Il était trois heures; j'avais une heure devant moi.
V
Depuis que j'avais aperçu Clotilde se préparant à monter en voiture jusqu'au moment où j'avais arrêté ma place pour Cassis, j'avais agi sous la pression d'une force impulsive qui ne me laissait pas, pour ainsi dire, la libre disposition de ma volonté. Je trouvais une occasion inespérée de la voir, je saisissais cette occasion sans penser à rien autre chose; cela était instinctif et machinal, exactement comme le saut du carnassier qui s'élance sur sa proie. J'allais la voir!
Mais en sortant du bureau de la voiture et en revenant chez moi, je compris combien mon idée était folle.
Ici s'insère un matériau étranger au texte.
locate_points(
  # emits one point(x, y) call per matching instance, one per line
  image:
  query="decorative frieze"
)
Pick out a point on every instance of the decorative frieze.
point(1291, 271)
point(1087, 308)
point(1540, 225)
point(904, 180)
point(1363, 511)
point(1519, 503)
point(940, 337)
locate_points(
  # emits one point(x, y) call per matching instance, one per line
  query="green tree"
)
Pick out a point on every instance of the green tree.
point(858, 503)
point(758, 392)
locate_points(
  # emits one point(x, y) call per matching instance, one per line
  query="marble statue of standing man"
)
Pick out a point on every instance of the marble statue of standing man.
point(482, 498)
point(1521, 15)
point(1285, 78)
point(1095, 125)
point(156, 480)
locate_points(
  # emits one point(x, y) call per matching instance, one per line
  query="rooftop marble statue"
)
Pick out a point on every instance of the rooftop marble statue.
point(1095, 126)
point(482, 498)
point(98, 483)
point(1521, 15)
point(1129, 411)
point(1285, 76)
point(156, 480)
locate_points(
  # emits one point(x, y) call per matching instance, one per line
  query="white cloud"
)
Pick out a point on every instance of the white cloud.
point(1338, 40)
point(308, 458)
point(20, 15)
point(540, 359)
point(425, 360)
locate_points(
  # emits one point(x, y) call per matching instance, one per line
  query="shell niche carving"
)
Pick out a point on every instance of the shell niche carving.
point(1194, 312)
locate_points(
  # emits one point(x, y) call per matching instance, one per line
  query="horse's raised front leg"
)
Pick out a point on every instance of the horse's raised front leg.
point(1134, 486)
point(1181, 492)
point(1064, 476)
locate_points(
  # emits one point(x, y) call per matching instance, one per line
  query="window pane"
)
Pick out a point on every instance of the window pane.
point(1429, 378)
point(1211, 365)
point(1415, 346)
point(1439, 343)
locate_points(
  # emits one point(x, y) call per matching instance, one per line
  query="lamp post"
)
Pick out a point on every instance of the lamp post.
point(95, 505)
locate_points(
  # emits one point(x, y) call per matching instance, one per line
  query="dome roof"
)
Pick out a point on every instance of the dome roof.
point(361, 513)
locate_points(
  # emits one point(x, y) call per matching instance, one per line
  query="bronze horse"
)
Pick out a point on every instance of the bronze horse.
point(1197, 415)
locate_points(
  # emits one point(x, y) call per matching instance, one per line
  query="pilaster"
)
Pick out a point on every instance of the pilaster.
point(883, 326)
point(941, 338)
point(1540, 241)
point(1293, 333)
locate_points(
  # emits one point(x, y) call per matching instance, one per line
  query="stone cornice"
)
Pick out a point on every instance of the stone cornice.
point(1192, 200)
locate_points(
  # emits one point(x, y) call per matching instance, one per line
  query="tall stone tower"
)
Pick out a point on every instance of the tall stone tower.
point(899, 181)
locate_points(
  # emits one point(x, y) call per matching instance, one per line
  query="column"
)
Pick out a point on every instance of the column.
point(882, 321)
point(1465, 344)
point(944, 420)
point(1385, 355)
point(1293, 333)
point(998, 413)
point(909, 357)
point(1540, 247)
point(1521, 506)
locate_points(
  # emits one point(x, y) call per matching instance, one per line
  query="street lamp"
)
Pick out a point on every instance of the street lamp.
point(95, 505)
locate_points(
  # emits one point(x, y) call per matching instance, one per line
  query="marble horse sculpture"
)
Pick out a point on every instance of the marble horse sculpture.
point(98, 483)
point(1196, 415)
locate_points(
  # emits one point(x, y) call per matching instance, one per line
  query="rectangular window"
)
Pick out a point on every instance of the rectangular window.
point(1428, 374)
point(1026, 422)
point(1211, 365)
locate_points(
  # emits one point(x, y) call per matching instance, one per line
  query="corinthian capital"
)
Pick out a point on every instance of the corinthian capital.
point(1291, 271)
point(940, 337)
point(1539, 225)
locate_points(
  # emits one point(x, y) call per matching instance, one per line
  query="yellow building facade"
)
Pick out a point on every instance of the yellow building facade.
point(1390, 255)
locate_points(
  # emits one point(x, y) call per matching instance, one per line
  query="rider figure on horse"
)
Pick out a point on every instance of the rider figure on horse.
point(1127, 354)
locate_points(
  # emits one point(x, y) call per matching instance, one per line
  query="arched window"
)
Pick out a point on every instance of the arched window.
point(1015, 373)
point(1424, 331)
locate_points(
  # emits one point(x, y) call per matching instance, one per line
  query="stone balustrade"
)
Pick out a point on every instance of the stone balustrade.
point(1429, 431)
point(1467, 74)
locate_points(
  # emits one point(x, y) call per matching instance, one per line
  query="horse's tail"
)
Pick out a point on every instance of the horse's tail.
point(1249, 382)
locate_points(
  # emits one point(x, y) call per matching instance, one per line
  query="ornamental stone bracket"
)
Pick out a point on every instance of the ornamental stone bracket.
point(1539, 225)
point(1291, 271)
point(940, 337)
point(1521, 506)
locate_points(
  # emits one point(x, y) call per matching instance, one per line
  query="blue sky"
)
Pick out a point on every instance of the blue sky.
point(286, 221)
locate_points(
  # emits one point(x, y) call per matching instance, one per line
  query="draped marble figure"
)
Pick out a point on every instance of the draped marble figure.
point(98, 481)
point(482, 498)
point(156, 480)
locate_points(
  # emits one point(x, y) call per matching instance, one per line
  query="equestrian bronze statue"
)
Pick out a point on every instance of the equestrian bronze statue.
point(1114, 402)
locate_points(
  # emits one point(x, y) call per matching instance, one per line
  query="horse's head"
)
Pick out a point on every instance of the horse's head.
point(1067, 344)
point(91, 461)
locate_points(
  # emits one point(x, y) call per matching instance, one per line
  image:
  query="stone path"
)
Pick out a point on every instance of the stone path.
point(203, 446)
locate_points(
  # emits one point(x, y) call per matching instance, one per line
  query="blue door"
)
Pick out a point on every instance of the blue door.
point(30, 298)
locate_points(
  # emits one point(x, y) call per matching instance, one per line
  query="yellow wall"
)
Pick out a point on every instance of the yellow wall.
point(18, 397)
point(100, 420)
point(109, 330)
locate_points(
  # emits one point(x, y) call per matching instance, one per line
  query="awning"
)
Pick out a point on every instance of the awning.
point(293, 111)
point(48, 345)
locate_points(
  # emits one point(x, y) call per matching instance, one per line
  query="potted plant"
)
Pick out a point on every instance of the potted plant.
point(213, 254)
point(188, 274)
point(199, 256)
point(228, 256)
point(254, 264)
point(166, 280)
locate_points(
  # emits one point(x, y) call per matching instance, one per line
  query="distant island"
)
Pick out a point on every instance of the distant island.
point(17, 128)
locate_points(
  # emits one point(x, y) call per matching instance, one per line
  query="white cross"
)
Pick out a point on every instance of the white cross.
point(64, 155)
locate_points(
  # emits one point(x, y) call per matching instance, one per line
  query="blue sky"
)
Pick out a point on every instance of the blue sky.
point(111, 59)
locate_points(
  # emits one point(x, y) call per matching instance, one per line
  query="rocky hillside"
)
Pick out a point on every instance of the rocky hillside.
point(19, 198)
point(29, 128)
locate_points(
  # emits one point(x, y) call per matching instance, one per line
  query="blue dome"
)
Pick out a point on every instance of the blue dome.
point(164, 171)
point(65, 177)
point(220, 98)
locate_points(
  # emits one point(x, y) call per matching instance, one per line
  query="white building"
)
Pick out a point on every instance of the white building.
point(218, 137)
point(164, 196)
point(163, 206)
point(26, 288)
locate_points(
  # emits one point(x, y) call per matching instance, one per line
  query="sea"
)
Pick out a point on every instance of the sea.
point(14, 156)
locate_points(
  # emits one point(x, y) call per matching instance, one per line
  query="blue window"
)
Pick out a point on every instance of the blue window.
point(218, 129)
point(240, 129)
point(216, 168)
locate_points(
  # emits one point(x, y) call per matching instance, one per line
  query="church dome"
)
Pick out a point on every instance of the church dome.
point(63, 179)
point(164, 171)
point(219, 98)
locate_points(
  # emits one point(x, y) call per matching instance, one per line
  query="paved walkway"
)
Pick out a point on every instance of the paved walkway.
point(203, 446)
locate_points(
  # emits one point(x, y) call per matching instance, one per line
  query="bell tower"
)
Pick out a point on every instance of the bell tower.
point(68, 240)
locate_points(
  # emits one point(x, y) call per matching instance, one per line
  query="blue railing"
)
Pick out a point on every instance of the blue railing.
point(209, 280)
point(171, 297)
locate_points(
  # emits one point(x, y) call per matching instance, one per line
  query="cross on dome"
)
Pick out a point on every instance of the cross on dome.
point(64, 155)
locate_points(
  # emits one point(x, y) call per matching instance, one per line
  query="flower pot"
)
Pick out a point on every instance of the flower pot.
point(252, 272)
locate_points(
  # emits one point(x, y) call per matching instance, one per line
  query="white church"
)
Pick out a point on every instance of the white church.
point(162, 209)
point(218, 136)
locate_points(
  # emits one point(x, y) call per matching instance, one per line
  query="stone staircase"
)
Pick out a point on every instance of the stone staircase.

Que résulterait-il de ce voyage en tête-à-tête dans le coupé de cette diligence?
Ce n'était point en quelques heures que je la persuaderais de la sincérité de mon amour pour elle. Et d'ailleurs oserais-je lui parler de mon amour, né la veille, dans un tour de valse, et déjà assez puissant pour me faire risquer une pareille entreprise? Me laisserait-elle parler? Si elle m'écoutait, ne me rirait-elle pas au nez? Ou bien plutôt ne me fermerait-elle pas la bouche au premier mot, indignée de mon audace, blessée dans son honneur et dans sa pureté de jeune fille? Car enfin c'était une jeune fille, et non une femme auprès de laquelle on pouvait compter sur les hasards et les surprises d'un tête-à-tête.
Plus je tournai et retournai mon projet dans mon esprit, plus il me parut réunir toutes les conditions de l'insanité et du ridicule.
Je n'irais pas à Cassis, c'était bien décidé, et m'asseyant devant ma table, je pris un livre que je mis à lire. Mais les lignes dansaient devant mes yeux; je ne voyais que du blanc sur du noir.
Après tout, pourquoi ne pas tenter l'aventure? Qui pouvait savoir si nous serions en tête-à-tête? Et puis, quand même nous serions seuls dans ce coupé, je n'étais pas obligé de lui parler de mon amour; elle n'attendait pas mon aveu. Pourquoi ne pas profiter de l'occasion qui se présentait si heureusement de la voir à mon aise? Est-ce que ce ne serait pas déjà du bonheur que de respirer le même air qu'elle, d'être assis près d'elle, d'entendre sa voix quand elle parlerait aux mendiants de la route ou au conducteur de la voiture, de regarder le paysage qu'elle regarderait? Pourquoi vouloir davantage? Dans une muette contemplation, il n'y avait rien qui pût la blesser: toute femme, même la plus pure, n'éprouve-t-elle pas une certaine joie à se sentir admirée et adorée? c'est l'espérance et le désir qui font l'outrage.